Fante racconta sempre in via auto-biografica, con una raffinata e talvolta grottesca auto-finzione, la storia del suo alter ego Arturo Bandini in cerca di successo economico e di affermazione esistenziale; nel suo voler raccontare storie echeggia in fondo il grido disperato del migrante: «Io esisto, guardatemi». 

Da una rivelazione, quasi da un’epifania dettata da Delitto e castigo di Dostoevskij, Fante matura un amore per il mondo, per la sua stessa patria derelitta e abbandonata, per la sua condizione di esule. Insomma, Fante cerca quel tipico riscatto dell’emigrante, che non può prescindere dalla gestione della sua condizione difficile, dall’accettar quella diversità che lo contraddistingue

8Conclusione

Non è certo solo l’America la destinazione di tanti che partirono per far fortuna, ma l’America diventa per antonomasia la terra promessa, il simbolo stesso dell’emigrazione italiana tra l’Unità di Italia e la seconda guerra mondiale.

La letteratura che ne nasce parla di una frattura, di una lacerazione, di una lontananza che non si è ancora riusciti a rimarginare del tutto. È ancora molto strano per noi italiani sapere che una parte di noi – una gran parte – ha abbandonato l’Italia proprio mentre stavamo tentando di essere uniti. Trattandosi di un fenomeno di massa è di difficile comprensione. Questo è il motivo per cui a lungo non se ne è parlato.

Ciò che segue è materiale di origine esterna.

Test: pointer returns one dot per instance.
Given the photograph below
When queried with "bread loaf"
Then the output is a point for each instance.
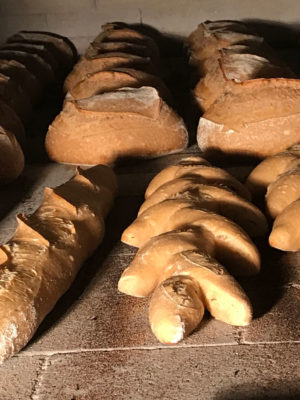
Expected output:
(117, 78)
(12, 158)
(248, 95)
(61, 47)
(12, 94)
(235, 125)
(23, 77)
(42, 258)
(179, 244)
(278, 178)
(103, 62)
(112, 126)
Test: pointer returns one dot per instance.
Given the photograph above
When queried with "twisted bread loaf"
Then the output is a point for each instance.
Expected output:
(48, 248)
(180, 238)
(278, 177)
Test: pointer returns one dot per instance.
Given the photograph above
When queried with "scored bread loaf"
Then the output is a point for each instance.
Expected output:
(180, 245)
(261, 127)
(41, 260)
(248, 95)
(61, 47)
(278, 178)
(116, 78)
(112, 126)
(99, 62)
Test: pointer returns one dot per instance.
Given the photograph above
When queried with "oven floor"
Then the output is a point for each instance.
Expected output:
(97, 343)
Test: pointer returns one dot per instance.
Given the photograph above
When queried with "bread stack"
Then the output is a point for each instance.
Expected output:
(195, 217)
(29, 63)
(278, 178)
(250, 99)
(41, 260)
(116, 104)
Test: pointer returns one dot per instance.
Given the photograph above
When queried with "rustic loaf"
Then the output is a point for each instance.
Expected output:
(257, 118)
(116, 125)
(61, 47)
(116, 78)
(106, 61)
(42, 258)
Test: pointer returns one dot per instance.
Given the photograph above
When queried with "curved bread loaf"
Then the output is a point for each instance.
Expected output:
(179, 242)
(278, 177)
(42, 258)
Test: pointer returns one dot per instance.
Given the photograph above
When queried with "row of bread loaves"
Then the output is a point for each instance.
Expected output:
(195, 219)
(116, 104)
(249, 97)
(278, 178)
(29, 63)
(40, 261)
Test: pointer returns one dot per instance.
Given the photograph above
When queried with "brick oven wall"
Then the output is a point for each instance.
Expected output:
(81, 19)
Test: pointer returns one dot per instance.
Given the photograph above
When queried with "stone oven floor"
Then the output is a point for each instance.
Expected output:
(97, 343)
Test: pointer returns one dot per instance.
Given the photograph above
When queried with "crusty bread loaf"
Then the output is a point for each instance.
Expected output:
(178, 239)
(235, 125)
(33, 62)
(285, 233)
(110, 80)
(23, 77)
(12, 158)
(271, 168)
(227, 69)
(248, 95)
(278, 177)
(108, 127)
(42, 258)
(218, 199)
(106, 61)
(61, 47)
(201, 169)
(13, 95)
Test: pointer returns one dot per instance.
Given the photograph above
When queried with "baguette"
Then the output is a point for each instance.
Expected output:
(180, 245)
(42, 258)
(115, 125)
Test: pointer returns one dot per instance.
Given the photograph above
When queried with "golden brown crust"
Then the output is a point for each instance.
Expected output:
(40, 261)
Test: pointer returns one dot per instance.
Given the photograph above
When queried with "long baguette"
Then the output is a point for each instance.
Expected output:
(42, 258)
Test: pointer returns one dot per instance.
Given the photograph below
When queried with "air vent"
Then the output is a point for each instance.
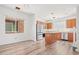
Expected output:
(18, 8)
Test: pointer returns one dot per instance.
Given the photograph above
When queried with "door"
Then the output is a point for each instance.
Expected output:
(70, 37)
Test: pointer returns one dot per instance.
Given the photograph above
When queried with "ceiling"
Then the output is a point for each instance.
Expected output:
(48, 10)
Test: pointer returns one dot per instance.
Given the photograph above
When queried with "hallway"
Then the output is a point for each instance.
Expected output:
(38, 48)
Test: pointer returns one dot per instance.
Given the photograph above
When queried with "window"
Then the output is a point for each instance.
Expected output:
(12, 26)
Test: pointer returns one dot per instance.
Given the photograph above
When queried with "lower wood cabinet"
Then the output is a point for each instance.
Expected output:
(52, 37)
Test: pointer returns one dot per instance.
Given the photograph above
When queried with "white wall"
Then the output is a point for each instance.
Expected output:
(29, 26)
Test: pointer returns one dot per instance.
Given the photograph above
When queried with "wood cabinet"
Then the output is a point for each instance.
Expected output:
(71, 23)
(20, 26)
(49, 25)
(52, 37)
(70, 37)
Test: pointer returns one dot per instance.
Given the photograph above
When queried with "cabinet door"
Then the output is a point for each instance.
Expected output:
(57, 36)
(49, 25)
(71, 23)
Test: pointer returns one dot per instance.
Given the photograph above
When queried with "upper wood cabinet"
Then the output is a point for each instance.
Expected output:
(71, 23)
(20, 26)
(49, 25)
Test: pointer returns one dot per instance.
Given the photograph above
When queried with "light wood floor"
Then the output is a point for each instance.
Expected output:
(37, 48)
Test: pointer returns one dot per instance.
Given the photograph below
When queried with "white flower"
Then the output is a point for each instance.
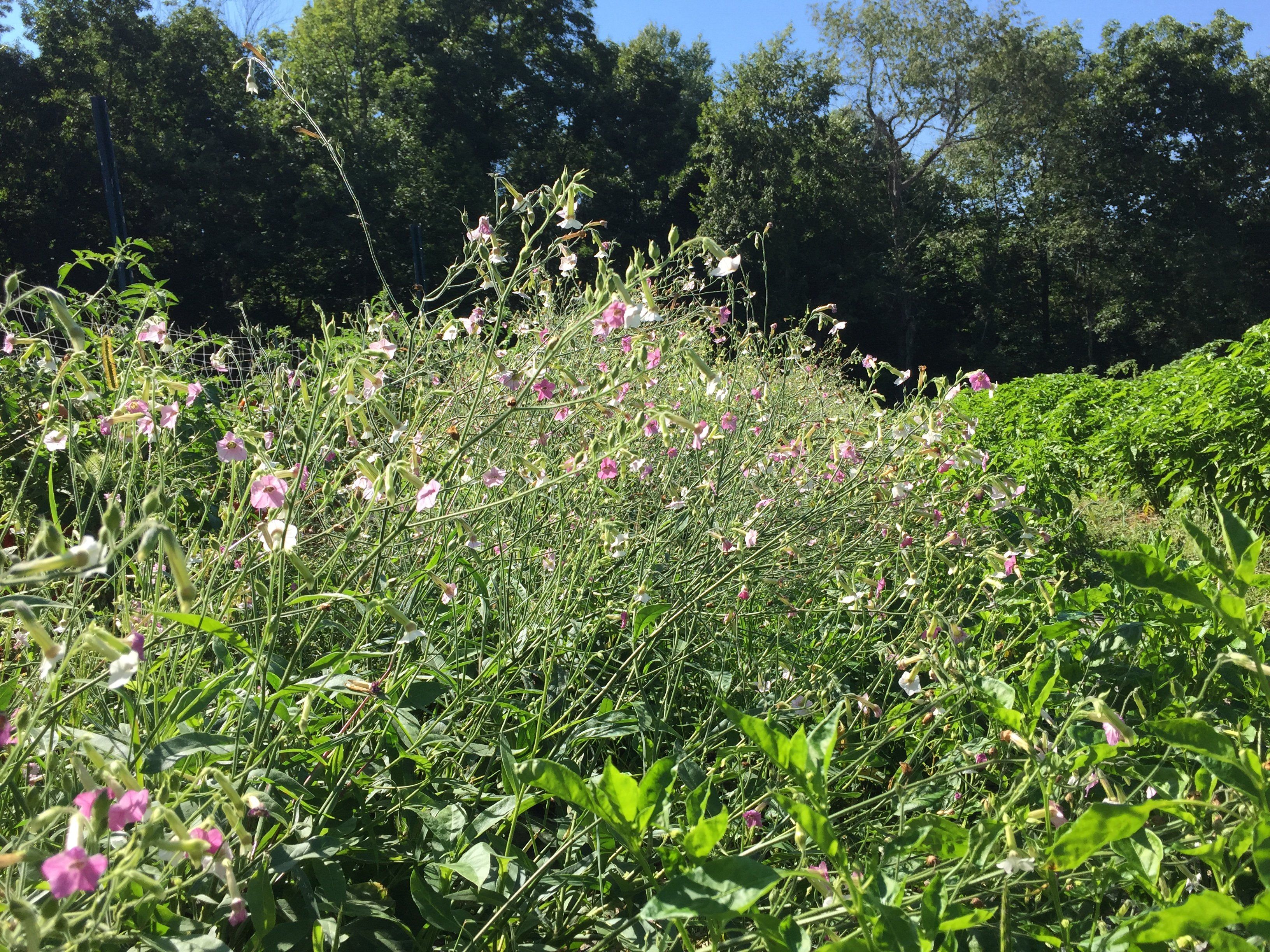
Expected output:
(122, 669)
(277, 536)
(910, 683)
(727, 266)
(1016, 862)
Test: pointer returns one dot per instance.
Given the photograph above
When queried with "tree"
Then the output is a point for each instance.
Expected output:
(916, 74)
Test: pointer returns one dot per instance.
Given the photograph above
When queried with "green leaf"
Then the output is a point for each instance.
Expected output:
(703, 838)
(646, 616)
(474, 865)
(436, 909)
(559, 781)
(963, 917)
(1261, 851)
(770, 740)
(1146, 572)
(814, 824)
(1201, 914)
(1236, 535)
(1197, 737)
(201, 622)
(721, 890)
(260, 900)
(169, 753)
(652, 793)
(781, 934)
(1094, 830)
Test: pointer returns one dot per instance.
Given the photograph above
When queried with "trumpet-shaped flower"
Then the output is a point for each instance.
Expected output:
(154, 333)
(232, 448)
(427, 495)
(73, 871)
(727, 266)
(268, 493)
(277, 536)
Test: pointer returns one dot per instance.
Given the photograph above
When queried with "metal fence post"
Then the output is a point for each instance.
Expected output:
(111, 183)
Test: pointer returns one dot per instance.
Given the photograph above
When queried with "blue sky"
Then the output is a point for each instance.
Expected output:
(733, 27)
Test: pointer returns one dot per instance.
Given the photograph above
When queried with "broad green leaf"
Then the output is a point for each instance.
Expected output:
(1146, 572)
(721, 890)
(1197, 737)
(1094, 830)
(474, 864)
(169, 753)
(436, 909)
(1236, 535)
(260, 900)
(781, 934)
(770, 740)
(705, 835)
(652, 791)
(559, 781)
(617, 798)
(814, 824)
(1201, 914)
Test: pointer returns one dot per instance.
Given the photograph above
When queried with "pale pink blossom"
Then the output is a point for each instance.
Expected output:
(267, 493)
(427, 495)
(73, 871)
(154, 333)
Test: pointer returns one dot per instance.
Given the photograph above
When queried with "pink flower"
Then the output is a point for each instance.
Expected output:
(73, 871)
(154, 333)
(232, 448)
(130, 809)
(427, 495)
(267, 493)
(168, 414)
(978, 380)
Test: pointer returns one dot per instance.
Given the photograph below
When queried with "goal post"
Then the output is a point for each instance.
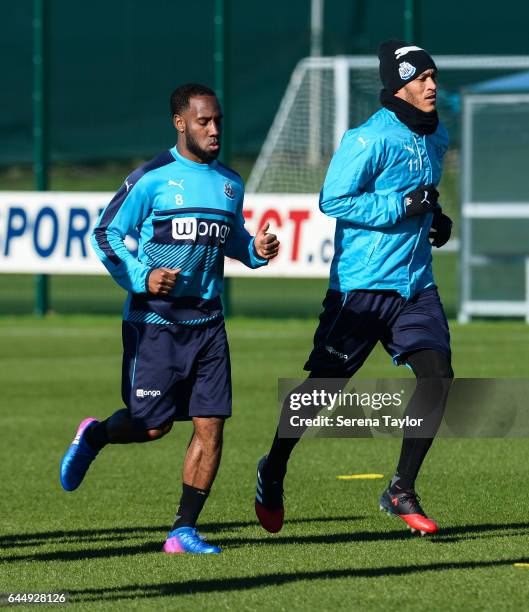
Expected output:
(326, 96)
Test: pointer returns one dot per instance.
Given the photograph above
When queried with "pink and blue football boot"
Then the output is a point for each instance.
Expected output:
(77, 458)
(188, 540)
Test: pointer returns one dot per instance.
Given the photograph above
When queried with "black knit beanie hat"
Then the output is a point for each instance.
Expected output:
(401, 62)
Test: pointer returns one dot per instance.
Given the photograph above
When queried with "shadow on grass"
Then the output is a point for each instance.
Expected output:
(448, 535)
(252, 582)
(127, 533)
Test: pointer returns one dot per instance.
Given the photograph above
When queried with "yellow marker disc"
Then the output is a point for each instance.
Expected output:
(360, 476)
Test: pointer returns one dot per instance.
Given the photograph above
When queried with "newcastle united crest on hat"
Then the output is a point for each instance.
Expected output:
(406, 71)
(401, 62)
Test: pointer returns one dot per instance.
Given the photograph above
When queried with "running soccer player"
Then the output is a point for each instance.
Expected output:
(381, 188)
(187, 208)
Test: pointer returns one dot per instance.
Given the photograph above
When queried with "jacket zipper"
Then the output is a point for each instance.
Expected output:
(418, 152)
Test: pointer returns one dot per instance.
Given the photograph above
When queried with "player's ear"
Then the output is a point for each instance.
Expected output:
(179, 123)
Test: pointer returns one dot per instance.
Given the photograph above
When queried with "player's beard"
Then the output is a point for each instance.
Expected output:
(205, 156)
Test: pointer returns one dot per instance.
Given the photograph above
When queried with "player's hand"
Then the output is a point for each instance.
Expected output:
(441, 229)
(266, 245)
(162, 280)
(421, 200)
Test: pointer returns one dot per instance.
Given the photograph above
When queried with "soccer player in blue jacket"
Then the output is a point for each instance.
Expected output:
(381, 189)
(187, 208)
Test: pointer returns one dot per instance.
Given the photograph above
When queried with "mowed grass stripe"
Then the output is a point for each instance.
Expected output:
(101, 543)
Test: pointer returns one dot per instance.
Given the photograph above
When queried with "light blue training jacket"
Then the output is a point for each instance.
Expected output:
(188, 216)
(374, 167)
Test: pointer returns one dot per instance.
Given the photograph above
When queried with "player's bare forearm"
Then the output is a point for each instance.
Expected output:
(162, 280)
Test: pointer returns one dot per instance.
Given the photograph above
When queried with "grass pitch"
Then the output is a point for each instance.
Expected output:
(101, 544)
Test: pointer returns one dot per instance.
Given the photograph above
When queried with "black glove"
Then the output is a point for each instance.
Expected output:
(441, 229)
(421, 200)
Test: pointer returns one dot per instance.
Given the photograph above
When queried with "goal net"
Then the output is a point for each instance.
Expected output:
(328, 95)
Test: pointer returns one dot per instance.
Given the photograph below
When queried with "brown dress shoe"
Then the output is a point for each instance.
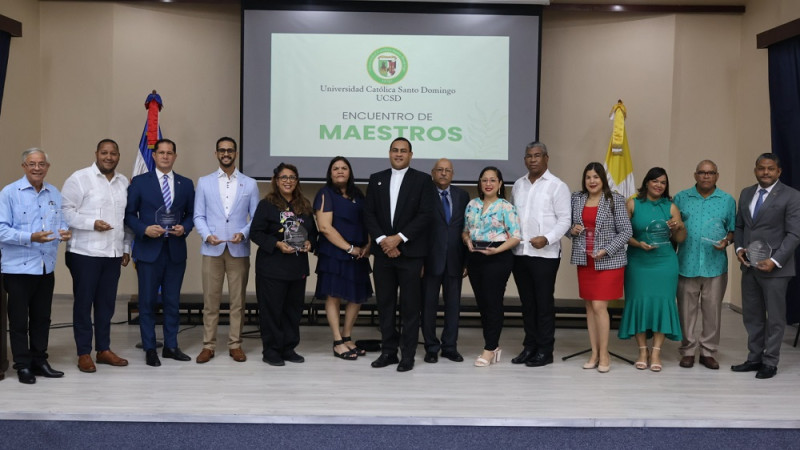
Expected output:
(238, 355)
(85, 364)
(687, 362)
(110, 358)
(205, 356)
(709, 362)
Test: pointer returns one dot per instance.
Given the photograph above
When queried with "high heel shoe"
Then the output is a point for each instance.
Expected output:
(656, 367)
(641, 365)
(494, 359)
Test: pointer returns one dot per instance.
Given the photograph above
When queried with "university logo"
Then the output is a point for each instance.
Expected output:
(387, 65)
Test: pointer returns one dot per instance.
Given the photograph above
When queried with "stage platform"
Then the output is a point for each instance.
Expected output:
(326, 390)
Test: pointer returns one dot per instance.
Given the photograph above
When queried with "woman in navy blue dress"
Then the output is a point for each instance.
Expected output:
(343, 254)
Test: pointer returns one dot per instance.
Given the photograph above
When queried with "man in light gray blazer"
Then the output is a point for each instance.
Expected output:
(770, 212)
(225, 202)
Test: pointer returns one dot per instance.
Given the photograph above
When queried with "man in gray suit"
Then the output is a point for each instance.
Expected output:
(444, 265)
(770, 212)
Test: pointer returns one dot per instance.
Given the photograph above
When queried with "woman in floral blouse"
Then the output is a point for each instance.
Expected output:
(491, 229)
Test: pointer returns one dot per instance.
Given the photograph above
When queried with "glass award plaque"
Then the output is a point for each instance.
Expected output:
(657, 233)
(295, 234)
(714, 231)
(757, 252)
(166, 218)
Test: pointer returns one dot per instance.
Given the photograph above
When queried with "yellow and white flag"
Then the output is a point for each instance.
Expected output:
(619, 165)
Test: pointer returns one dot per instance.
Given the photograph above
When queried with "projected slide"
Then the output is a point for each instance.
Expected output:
(341, 93)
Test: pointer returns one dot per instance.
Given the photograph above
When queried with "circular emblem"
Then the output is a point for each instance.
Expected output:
(387, 65)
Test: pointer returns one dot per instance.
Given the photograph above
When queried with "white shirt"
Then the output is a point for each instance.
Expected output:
(544, 209)
(227, 189)
(88, 196)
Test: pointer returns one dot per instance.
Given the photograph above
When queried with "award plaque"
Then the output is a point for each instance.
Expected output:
(166, 218)
(757, 252)
(294, 234)
(714, 231)
(657, 233)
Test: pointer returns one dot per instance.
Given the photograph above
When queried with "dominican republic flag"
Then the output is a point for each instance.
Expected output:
(151, 134)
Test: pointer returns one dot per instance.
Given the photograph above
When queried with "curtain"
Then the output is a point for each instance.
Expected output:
(784, 99)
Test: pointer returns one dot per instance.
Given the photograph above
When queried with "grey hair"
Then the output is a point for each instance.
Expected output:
(33, 150)
(538, 144)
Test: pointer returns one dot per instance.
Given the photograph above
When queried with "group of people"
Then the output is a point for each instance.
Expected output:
(425, 235)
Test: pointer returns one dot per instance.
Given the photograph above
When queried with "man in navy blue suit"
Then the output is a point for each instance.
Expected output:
(160, 253)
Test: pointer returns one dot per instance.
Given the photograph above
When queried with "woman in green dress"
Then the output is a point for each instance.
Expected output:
(651, 279)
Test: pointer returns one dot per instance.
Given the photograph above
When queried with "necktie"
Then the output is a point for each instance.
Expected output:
(446, 206)
(759, 202)
(165, 192)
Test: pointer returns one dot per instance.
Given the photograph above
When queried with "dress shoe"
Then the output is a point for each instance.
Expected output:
(747, 366)
(709, 362)
(276, 361)
(687, 362)
(293, 357)
(46, 371)
(175, 353)
(237, 354)
(405, 365)
(110, 358)
(85, 364)
(524, 356)
(151, 358)
(540, 359)
(453, 356)
(205, 356)
(26, 376)
(766, 372)
(384, 360)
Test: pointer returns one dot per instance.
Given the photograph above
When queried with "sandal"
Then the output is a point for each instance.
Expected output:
(359, 351)
(641, 365)
(350, 355)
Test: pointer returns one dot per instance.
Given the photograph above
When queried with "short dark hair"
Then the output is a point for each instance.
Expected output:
(107, 141)
(225, 139)
(162, 141)
(401, 139)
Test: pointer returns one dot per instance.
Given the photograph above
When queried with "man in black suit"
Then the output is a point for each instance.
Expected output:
(770, 212)
(397, 215)
(444, 265)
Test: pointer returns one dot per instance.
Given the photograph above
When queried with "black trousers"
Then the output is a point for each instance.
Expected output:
(390, 274)
(536, 283)
(30, 298)
(280, 308)
(488, 276)
(94, 286)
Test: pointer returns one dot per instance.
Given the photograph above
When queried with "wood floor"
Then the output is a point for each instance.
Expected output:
(328, 390)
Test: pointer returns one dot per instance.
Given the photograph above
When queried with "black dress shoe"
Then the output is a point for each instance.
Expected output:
(766, 372)
(405, 365)
(276, 361)
(524, 356)
(26, 376)
(176, 354)
(151, 358)
(453, 356)
(293, 357)
(747, 366)
(44, 369)
(385, 360)
(540, 359)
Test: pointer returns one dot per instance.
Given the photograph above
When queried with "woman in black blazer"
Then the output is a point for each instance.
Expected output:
(282, 263)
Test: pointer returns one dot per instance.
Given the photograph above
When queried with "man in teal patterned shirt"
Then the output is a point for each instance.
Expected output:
(710, 218)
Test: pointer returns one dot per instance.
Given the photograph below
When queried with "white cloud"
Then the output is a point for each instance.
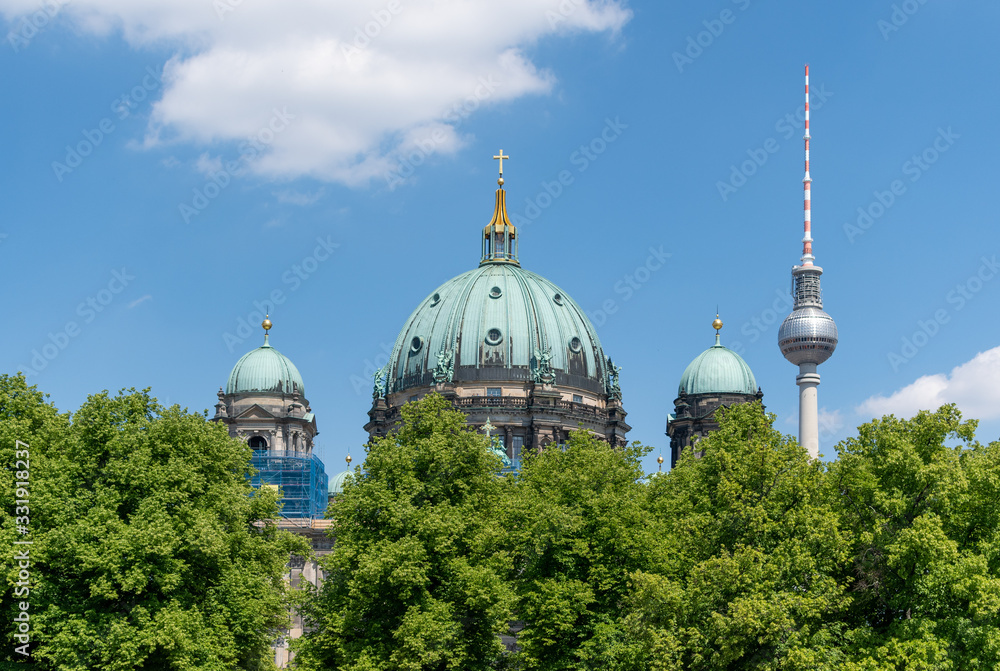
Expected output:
(974, 386)
(369, 82)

Parlarne oggi offre la possibilità di ricordarci che in tutto il mondo pullulano le comunità italiane. E non solo: perché da sempre le persone si spostano, spesso in massa, e che non si sposterebbero mai, se potessero. Non abbandonerebbero casa, affetti, stabilità, abitudini. Se lo fanno è perché cercano un luogo in cui trovare pace «un nido», come dice Pascoli, che è stato negato dalla madrepatria.

Si fugge dalla guerra, si fugge per la fame, si fugge – come accade oggi con la fuga dei cervelli – perché il lavoro sperato, per cui si è stati educati, non è possibile. Allora via in cerca della grande occasione, per ricominciare da capo. Esuli, sradicati, in cerca di «un paese innocente» come dice Ungaretti nella poesia Girovago.